Your suggestion that to understand that humans are biological machines and thus devoid of intrinsic value is a false dichotomy. It’s obviously possible to find intrinsic value in lots of things without the hand of the supernatural.

I don’t understand why you say it would break your heart to consider that a “light” isn’t contained in a soul. First, I don’t honestly know what you mean by that and second, we know from biology and neurology that all that we are is defined through brain activity. This has been demonstrated. Why is it such a terrible thing to find value in what we have in our brains?

What convincing ideas are there in support of life after death?

If you consider yourself an honest person, which I’m sure you do, don’t you want to believe in things that are true rather than things that you want to be true? I want it to be true that if I were to leap off the top of the Empire State Building that I would land safely without a scratch, but the evidence for gravity is overwhelming. To deny such is completely delusional and useless.

Why do you want to believe in angels and God? What about those ideas is attractive to you? We actually know exactly what happens upon death. Brain activity ceases. End of story.

I understand what you mean by the possibility of an omni- God, but the question is, how do you prove this? By that same reasoning, I could justify a belief in Zeus and leprechauns because I want to believe in them. At least Zeus has direct, physical evidence of His power. I’ve seen lightning.

Assuming that “damn it was true” is logically equivalent to assuming that there is a Valhalla and that the ancient Norwegians were right. Why not assume that the Egyptians were right and that the area outside the Nile is the land of the dead? Better start building that pyramid. According to them, it’s the only way by which you get to Heaven.

I understand your feelings on your dream, but even by your own admission, you recognize that you employed the Confirmation Bias fallacy. You sought that which would convince you of what you wanted to be convinced and, surprise, you were convinced. You already recognize the testable possibility that it was generated by your brain. Thus, acknowledging the inherent flaws in your dream hypothesis and the inherent value in an empirical explanation, why even bother with the dream hypothesis?

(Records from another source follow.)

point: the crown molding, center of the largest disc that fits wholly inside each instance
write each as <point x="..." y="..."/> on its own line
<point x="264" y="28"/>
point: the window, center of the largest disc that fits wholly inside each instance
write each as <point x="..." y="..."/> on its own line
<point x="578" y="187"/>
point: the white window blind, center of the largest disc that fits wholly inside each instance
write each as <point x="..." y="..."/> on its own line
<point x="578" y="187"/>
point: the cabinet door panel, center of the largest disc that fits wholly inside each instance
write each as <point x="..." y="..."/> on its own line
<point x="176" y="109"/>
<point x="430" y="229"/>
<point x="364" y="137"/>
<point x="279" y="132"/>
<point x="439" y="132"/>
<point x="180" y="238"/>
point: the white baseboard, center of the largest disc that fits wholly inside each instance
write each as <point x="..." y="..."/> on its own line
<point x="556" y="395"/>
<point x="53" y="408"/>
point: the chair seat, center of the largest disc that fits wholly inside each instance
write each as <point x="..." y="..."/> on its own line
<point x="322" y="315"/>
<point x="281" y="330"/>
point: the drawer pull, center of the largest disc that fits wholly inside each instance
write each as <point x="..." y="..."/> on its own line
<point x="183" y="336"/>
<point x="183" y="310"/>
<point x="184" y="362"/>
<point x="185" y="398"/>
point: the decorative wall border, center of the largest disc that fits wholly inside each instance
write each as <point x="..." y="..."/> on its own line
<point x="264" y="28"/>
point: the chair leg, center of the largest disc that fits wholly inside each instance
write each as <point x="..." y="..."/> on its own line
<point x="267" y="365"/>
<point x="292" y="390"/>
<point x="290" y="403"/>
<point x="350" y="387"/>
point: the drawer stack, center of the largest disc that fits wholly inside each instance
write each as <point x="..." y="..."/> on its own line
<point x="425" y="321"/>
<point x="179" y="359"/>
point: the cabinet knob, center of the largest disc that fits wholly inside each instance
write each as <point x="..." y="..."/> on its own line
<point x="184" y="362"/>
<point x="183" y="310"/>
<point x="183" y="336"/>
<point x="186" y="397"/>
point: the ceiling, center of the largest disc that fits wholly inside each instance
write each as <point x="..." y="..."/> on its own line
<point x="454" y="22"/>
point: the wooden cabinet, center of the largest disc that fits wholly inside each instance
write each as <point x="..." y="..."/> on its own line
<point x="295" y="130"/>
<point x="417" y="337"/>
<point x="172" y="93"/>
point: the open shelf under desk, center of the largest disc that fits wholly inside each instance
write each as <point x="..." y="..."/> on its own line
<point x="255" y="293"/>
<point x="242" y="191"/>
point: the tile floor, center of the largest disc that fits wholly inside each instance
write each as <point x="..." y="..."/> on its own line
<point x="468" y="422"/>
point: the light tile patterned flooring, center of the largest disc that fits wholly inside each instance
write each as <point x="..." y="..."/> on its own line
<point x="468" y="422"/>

The problem with suggesting that the Big Bang, DNA, and Science are the products of God is that they include a whole host of ethical questions which the notion of an omniscient, omnipotent,
omnibenevolent god doesn’t answer. For example, why would God implement a system that requires that sentient beings devour each other? Where the vast majority of all living things have gone and will go extinct? Where most of those living won’t live past the age of 20? Where most living will die of starvation, disease, and worse? And God knew all of this would happen before He created it. A God laughing indeed. The cruel, cosmic jester.

I appreciate the lack of judgement, but honestly, there’s no need and it’s a bit of arrogant presumption on your and Jeff’s part. You don’t take the notion of Zeus seriously and I wager you’d find the idea of someone who does laughable. Yet the amount of evidence for Zeus and Yahweh is identical. Zero. It’s only by sheer chance and government backing that your chosen belief system is socially acceptable.

I also find it pretty intellectually dishonest to suggest that *anyone* could be right. You don’t actually believe this. You don’t believe that leprechauns might exist. You don’t believe that Osiris may have died for your sins. And you don’t for exactly the same reason that I don’t believe in Yahweh or His family. No evidence.

I disagree with your assertion on the Golden Thread. That compassion exists is not a result of religion. This is demonstrable in the least in the historical appearance of religion occurring after the historical appearance of compassion. How do I know this? There’s evidence that pre-historic man took care of its elderly and weak at no benefit to itself. Compassion, kindness, good will, whatever you’d like to call these things, all have group benefits that outweigh self-promotion.

In short, all things that you’ve asserted to be good and attributable to a god are demonstrable through science. As for the rest? No evidence.